A single MLC doesn't last 90M writes. These drives have pretty big hidden spare capacity (up to 25% of the declared capacity). When a write fails the controller marks that cell bad and uses a spare cell instead. So it took 90M writes to kill all spare cells.
Yeah, the thing with Flash drives these days is they get bigger and cheaper so quickly that I'm going to buy a new one a long time before it expired, even if I didn't lose it.
Note that in general there is two types of NAND flash, SLC (single-level cell) and MLC (multi-level cell). MLC is cheaper and denser, but isn't as fast and doesn't last as long as SLC.
His cheap USB drive was most likely MLC so it's pretty amazing that it lasted for about 90 million write cycles.
One factor that's not accounted for here would be time. That is, how much degradation happens over time naturally. Given how microscopic these electronics are, minor perturbations are actually pretty major and might cause failures without any electrical activity happening on them. It would be interesting to see how this test goes over the course of several months or years.
Cool experiment. I didn't expect that result either - anyone know if ext3 is doing some shuffling behind the scenes, or is this entirely due to wear leveling?
I'd be interested in seeing how many random data fill-ups the disk supports, as that would probably be a more accurate measure of "lifetime" (assuming infinite reads). Who knows what could be happening when you're just re-writing a single chunk over and over, and it's unlikely all drives will exhibit the same behavior.
I recently bought a new Macbook Pro and I was tempted to get the SSD but I was skeptical on how well it would last in a heavy development work mode (lots of building large packages, large builds of customer's systems, etc.) If I just did Ruby and Ruby on Rails development (many fewer disk writes because of using an interpreted language) then I would not worry about it.
I guess that an extended warranty would take care of this concern.
It would be interesting to see this tried with a consumer SSD. Intel claims their X25-M will last 5 years if you write 100GB per day. That's 170TB. Write speeds for the G2 X25-M are around 100MB/sec, so it should take three weeks of constant writing.
If SSDs weren't so expensive I'd be tempted to test this.

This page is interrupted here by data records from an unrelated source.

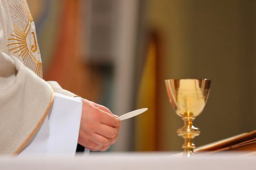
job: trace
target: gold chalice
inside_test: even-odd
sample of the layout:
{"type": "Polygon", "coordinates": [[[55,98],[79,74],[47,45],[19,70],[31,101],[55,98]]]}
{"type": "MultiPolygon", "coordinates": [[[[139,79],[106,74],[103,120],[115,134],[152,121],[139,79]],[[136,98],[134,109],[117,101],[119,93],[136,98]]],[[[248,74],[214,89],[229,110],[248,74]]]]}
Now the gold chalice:
{"type": "Polygon", "coordinates": [[[183,155],[193,155],[195,145],[193,140],[200,130],[193,126],[193,121],[202,111],[210,90],[210,80],[207,79],[165,80],[168,95],[173,108],[184,120],[184,126],[177,131],[184,139],[183,155]]]}

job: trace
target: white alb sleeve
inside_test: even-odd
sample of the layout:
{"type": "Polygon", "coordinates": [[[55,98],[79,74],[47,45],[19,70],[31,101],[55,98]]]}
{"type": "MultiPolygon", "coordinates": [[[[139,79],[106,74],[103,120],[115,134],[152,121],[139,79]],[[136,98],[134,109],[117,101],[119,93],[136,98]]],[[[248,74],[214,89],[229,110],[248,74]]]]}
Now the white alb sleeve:
{"type": "MultiPolygon", "coordinates": [[[[19,155],[74,155],[82,108],[80,99],[55,93],[47,117],[32,142],[19,155]]],[[[86,150],[85,153],[88,151],[86,150]]]]}

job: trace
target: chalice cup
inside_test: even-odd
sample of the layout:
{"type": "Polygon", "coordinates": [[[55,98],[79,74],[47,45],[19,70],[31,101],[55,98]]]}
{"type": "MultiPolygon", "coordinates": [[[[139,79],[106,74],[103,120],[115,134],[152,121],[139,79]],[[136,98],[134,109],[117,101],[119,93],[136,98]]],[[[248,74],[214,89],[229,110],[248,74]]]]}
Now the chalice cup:
{"type": "Polygon", "coordinates": [[[182,117],[184,126],[177,131],[184,143],[183,155],[193,156],[195,148],[193,139],[200,130],[193,126],[193,121],[202,111],[209,94],[210,80],[207,79],[165,80],[170,102],[174,110],[182,117]]]}

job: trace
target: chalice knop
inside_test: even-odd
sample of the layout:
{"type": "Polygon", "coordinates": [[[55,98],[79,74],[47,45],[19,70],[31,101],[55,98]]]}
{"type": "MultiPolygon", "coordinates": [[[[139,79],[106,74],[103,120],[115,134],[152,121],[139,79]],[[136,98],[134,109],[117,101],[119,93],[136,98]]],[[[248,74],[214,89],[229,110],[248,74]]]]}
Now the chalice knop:
{"type": "Polygon", "coordinates": [[[193,155],[195,145],[193,139],[200,130],[193,126],[193,121],[202,111],[210,90],[210,80],[207,79],[165,80],[168,95],[175,111],[182,117],[184,126],[177,131],[184,139],[182,145],[183,155],[193,155]]]}

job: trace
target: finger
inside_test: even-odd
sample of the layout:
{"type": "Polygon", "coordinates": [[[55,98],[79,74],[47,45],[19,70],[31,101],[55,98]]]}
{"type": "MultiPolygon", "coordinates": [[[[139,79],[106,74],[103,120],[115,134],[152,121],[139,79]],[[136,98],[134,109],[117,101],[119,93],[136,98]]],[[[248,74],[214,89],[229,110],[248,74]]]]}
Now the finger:
{"type": "Polygon", "coordinates": [[[101,149],[102,148],[102,146],[101,146],[101,147],[98,148],[91,148],[88,147],[85,147],[85,148],[92,151],[100,151],[100,149],[101,149]]]}
{"type": "Polygon", "coordinates": [[[110,144],[111,140],[98,134],[92,135],[90,139],[94,143],[100,145],[107,145],[110,144]]]}
{"type": "Polygon", "coordinates": [[[106,151],[110,147],[110,144],[107,145],[106,146],[103,146],[99,150],[101,151],[106,151]]]}
{"type": "Polygon", "coordinates": [[[84,141],[82,143],[80,143],[79,144],[87,149],[90,148],[90,150],[98,150],[102,147],[102,145],[100,145],[90,140],[84,141]]]}
{"type": "Polygon", "coordinates": [[[101,124],[98,126],[96,132],[107,137],[112,138],[118,134],[118,129],[112,127],[101,124]]]}
{"type": "Polygon", "coordinates": [[[101,116],[101,122],[103,124],[113,127],[117,127],[120,125],[120,120],[112,115],[102,111],[101,116]]]}

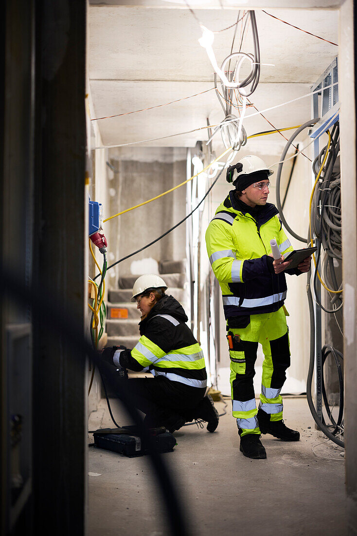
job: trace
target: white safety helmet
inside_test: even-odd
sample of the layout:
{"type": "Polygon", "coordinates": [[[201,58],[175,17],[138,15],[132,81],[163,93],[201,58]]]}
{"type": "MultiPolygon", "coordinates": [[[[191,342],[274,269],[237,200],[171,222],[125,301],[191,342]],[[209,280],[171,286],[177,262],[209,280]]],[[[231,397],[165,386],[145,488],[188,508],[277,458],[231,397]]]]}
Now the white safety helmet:
{"type": "Polygon", "coordinates": [[[159,276],[155,273],[145,273],[138,277],[133,287],[133,296],[130,301],[135,302],[136,297],[143,294],[148,288],[164,288],[166,290],[168,286],[159,276]]]}
{"type": "Polygon", "coordinates": [[[248,154],[241,158],[235,165],[230,166],[227,170],[227,182],[234,182],[239,177],[259,171],[266,171],[268,177],[274,173],[272,169],[269,169],[264,160],[259,157],[248,154]]]}

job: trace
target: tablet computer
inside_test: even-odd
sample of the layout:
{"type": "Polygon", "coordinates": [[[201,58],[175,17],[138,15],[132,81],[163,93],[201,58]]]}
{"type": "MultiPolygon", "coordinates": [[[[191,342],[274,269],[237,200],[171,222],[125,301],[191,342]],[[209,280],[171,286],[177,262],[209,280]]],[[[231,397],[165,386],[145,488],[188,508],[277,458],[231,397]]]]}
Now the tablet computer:
{"type": "Polygon", "coordinates": [[[284,261],[291,260],[291,262],[286,269],[291,270],[292,268],[297,268],[298,265],[301,262],[307,257],[312,255],[313,253],[314,253],[317,249],[316,247],[314,247],[313,248],[304,248],[303,249],[295,249],[293,251],[290,251],[284,258],[284,261]]]}

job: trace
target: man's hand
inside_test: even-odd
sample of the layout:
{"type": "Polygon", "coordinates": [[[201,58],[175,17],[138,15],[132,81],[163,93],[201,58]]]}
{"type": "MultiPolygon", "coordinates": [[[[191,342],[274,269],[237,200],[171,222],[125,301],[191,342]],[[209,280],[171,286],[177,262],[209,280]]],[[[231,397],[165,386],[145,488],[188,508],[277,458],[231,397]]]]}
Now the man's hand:
{"type": "MultiPolygon", "coordinates": [[[[272,255],[269,255],[269,256],[272,257],[272,255]]],[[[287,268],[289,267],[289,264],[291,262],[291,260],[284,261],[284,257],[282,255],[279,259],[276,259],[273,263],[274,271],[276,274],[284,272],[284,270],[286,270],[287,268]]]]}
{"type": "Polygon", "coordinates": [[[310,270],[310,264],[311,264],[311,256],[307,257],[300,264],[298,265],[298,270],[300,272],[308,272],[310,270]]]}

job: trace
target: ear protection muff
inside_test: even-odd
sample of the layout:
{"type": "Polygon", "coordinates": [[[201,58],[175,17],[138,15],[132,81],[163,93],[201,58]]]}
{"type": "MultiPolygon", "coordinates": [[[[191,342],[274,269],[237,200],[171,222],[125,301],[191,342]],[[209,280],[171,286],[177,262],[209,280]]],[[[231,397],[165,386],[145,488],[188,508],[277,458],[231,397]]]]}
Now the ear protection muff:
{"type": "Polygon", "coordinates": [[[227,182],[233,182],[236,178],[238,178],[239,174],[241,173],[242,169],[243,164],[240,162],[234,166],[230,166],[227,169],[226,175],[226,181],[227,182]]]}

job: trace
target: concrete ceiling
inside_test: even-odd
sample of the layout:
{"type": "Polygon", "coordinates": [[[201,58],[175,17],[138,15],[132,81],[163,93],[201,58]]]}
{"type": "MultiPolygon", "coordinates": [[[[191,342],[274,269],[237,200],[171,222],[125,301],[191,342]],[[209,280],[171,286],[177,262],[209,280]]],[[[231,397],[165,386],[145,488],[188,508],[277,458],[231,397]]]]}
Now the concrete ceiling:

> I can still mount and read from the drive, but I can no longer write to it. It's nice to know that when a drive dies, it's more likely you just won't be able to write new data to it, rather than complete data loss.
That's incredibly interesting & very nice to know! Makes SSD's look just that much sweeter.
> While it obviously can't stand up to the sort of abuse you could give a hard drive...
I'd have said one of the main advantages of flash storage is that it can stand up to vastly more abuse than an HDD. Toss your thumb drive across the room. Do it a few hundred times for good measure. Pick it up and it's like new. Try that with a disk drive and...I guess it boils down to your definition of "abuse".